Israel Needs to Apologize and Palestinians Need to Heal
As soon as I arrived at EcoMe I met Mustafa and Mohammed (quoted in the title) who are from Jericho. Mustafa was making dinner and teaching me some Arabic phrases while translating our conversation to Mohammed who is just learning English. Mustafa is a second generation refugee; his family was displaced in the 1950’s by one of the earliest Israeli settlements, as such his grandparents and parents fled to Jericho where he was born and grew up. I met another young man who had the same story as Mustafa. Jericho is one of the oldest Palestinian cities and a sort of safe haven for Palestinian refugees from around the country.

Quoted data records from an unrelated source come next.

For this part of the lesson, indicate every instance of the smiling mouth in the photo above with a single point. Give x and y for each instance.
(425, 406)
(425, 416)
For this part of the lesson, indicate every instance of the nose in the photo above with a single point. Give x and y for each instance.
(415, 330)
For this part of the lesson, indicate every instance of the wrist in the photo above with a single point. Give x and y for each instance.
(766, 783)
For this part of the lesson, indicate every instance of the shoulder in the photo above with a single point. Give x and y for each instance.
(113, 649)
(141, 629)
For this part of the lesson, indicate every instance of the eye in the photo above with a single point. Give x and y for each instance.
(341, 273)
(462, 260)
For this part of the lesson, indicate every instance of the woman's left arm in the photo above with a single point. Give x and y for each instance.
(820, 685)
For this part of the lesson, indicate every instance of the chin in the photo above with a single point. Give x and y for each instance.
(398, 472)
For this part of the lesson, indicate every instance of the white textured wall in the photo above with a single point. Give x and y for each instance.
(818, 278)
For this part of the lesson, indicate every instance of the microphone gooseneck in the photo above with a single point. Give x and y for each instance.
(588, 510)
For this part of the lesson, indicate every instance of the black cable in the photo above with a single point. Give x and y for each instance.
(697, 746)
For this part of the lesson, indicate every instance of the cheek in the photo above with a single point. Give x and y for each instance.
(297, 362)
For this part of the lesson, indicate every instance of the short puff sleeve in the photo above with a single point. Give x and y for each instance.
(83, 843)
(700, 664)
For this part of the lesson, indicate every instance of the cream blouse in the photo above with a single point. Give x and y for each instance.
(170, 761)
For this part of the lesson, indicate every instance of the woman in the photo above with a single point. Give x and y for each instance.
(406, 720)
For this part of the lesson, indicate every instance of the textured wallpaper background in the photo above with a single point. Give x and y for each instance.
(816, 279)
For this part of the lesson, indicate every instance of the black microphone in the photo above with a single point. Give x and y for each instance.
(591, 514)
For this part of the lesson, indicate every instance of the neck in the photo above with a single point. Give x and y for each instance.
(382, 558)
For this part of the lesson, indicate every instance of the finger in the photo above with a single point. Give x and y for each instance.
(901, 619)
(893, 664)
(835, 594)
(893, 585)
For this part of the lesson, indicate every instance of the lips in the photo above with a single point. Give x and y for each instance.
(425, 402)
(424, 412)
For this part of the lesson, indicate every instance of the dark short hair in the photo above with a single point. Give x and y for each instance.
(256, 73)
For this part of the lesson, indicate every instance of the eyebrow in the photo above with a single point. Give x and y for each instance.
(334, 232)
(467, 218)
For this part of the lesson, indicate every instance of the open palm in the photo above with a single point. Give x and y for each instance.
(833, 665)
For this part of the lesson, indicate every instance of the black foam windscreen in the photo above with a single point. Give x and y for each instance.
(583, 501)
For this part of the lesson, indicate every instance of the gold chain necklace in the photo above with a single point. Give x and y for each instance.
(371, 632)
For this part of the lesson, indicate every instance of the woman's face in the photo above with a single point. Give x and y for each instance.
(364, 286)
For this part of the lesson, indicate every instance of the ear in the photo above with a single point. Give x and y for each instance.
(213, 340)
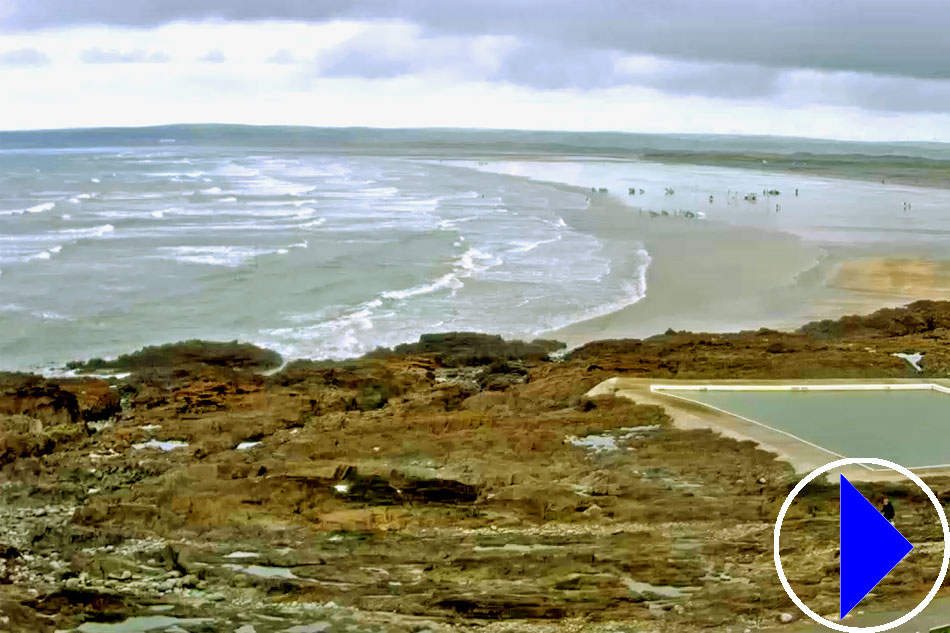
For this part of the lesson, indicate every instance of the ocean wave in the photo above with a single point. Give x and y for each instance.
(233, 169)
(527, 247)
(227, 256)
(38, 208)
(474, 260)
(95, 231)
(632, 291)
(449, 280)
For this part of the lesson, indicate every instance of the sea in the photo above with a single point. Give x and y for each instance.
(327, 244)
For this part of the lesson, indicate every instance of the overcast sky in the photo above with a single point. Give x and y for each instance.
(868, 69)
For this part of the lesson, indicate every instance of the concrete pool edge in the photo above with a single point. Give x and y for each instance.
(802, 455)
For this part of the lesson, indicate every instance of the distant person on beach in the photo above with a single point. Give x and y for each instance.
(888, 511)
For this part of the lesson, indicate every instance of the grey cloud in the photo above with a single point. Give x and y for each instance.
(110, 56)
(214, 57)
(876, 36)
(283, 56)
(729, 81)
(396, 50)
(24, 57)
(551, 67)
(894, 94)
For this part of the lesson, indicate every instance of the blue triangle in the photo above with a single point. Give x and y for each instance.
(870, 547)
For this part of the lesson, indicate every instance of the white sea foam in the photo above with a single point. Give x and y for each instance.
(95, 231)
(474, 260)
(449, 280)
(39, 208)
(527, 247)
(228, 256)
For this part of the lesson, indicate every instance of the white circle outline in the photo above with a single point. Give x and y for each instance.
(880, 627)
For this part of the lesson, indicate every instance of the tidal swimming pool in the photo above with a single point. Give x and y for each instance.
(909, 427)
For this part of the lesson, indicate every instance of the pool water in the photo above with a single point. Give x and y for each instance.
(911, 428)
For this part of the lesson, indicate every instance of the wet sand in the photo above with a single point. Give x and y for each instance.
(714, 276)
(894, 278)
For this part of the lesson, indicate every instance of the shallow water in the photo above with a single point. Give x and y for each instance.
(312, 254)
(906, 427)
(120, 242)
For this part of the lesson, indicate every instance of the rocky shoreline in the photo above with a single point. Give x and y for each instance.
(464, 482)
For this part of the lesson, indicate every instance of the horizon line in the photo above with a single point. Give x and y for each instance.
(93, 128)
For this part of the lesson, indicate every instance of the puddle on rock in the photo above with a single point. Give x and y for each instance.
(169, 445)
(262, 571)
(144, 624)
(607, 442)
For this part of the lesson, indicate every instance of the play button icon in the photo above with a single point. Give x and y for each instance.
(870, 547)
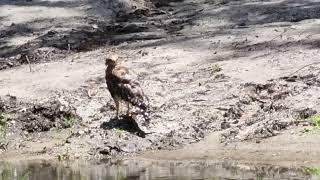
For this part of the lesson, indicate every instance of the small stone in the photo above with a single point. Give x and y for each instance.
(225, 125)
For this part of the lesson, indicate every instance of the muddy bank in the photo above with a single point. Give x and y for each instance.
(204, 69)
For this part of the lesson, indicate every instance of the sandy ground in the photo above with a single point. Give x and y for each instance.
(250, 110)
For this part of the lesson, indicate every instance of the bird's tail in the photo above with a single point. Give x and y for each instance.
(144, 107)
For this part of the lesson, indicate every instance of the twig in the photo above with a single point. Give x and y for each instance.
(29, 63)
(303, 68)
(69, 48)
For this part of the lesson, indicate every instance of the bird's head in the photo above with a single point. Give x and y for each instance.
(112, 60)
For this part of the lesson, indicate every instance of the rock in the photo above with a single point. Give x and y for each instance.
(225, 125)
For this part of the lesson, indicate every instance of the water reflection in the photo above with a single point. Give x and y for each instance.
(147, 170)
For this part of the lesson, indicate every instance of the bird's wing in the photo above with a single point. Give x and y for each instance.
(130, 90)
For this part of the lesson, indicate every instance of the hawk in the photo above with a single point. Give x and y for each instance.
(122, 88)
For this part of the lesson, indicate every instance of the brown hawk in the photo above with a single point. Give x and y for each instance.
(122, 88)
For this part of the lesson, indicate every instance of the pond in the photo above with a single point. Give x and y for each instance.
(149, 170)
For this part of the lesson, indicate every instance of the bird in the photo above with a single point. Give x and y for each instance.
(122, 88)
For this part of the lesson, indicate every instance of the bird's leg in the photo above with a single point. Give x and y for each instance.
(117, 108)
(128, 110)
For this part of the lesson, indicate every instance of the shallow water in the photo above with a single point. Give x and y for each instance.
(149, 170)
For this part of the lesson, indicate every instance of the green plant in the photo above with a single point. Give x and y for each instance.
(214, 68)
(315, 120)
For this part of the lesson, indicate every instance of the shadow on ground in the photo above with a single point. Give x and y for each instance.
(126, 123)
(162, 22)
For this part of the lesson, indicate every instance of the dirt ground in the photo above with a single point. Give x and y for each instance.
(220, 75)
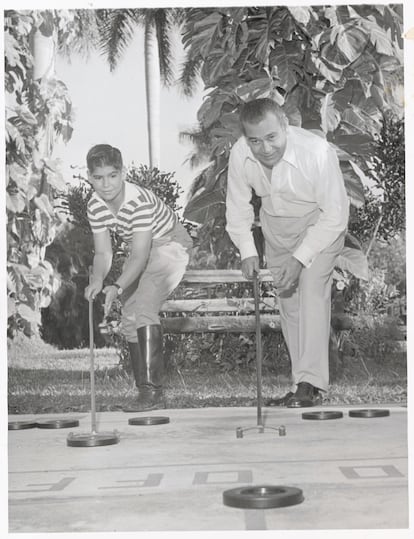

EcoMe is in Area C, which means a region where both Israelis and Palestinians can move around freely–in theory. Palestinians still get harassed, but less so than in Jerusalem or Tel Aviv, for example. Mazen told me the center was started in Area C so both Palestinians and Israelis would feel comfortable going there. He explained to me that his feelings are: what happened has happened. He believes that Israel needs to apologize for displacing people, colonizing/occupying a land and claiming that no one was there. He thinks the best solution is to create one nation with a new flag, a new government, and then build from there; he referenced what Mandela did in South Africa. He told me EcoMe is a place for a few things to happen, in no particular order: 1) for people who want to live sustainably and help conserve water–especially in a desert where water security is an issue; 2) where Israelis can come and be with Palestinians, leaving their guilt from what they did in the military outside (*note: all Israelis have to serve in the military, it is a crucial part of their young adulthood and has various impacts on their psyche); and 3) where Palestinians can come to see Israelis as people outside of the military and begin to let go of their hatred for them. All in all, Mazen says EcoMe is a place of healing for all where people from different cultures and religions confront the conflict with workshops and activities that encourage nonviolent communication and bridging communities.
I instantly felt more alive and comfortable at EcoMe. I am so happy to finally be around Palestinians and talk openly about what has happened and is happening in this country. Most of the international volunteers at EcoMe are Swiss and German white women, and one of the community managers told me they’ve never had a Jamaican-American. I think they’ve probably never had a Black person in general because they have not had any African (descent) or Caribbean volunteers at all. Mazen asked me if Jamaicans come from Nigeria, saying “but they are Africans.” I told him some people believe Jamaicans are descendants of Ghanians, but like Black Americans we don’t know the precise origin. This is when Mohammad said, in the little English he knows, “Jericho is like Africa!” referring to the climate and some aspects of the culture.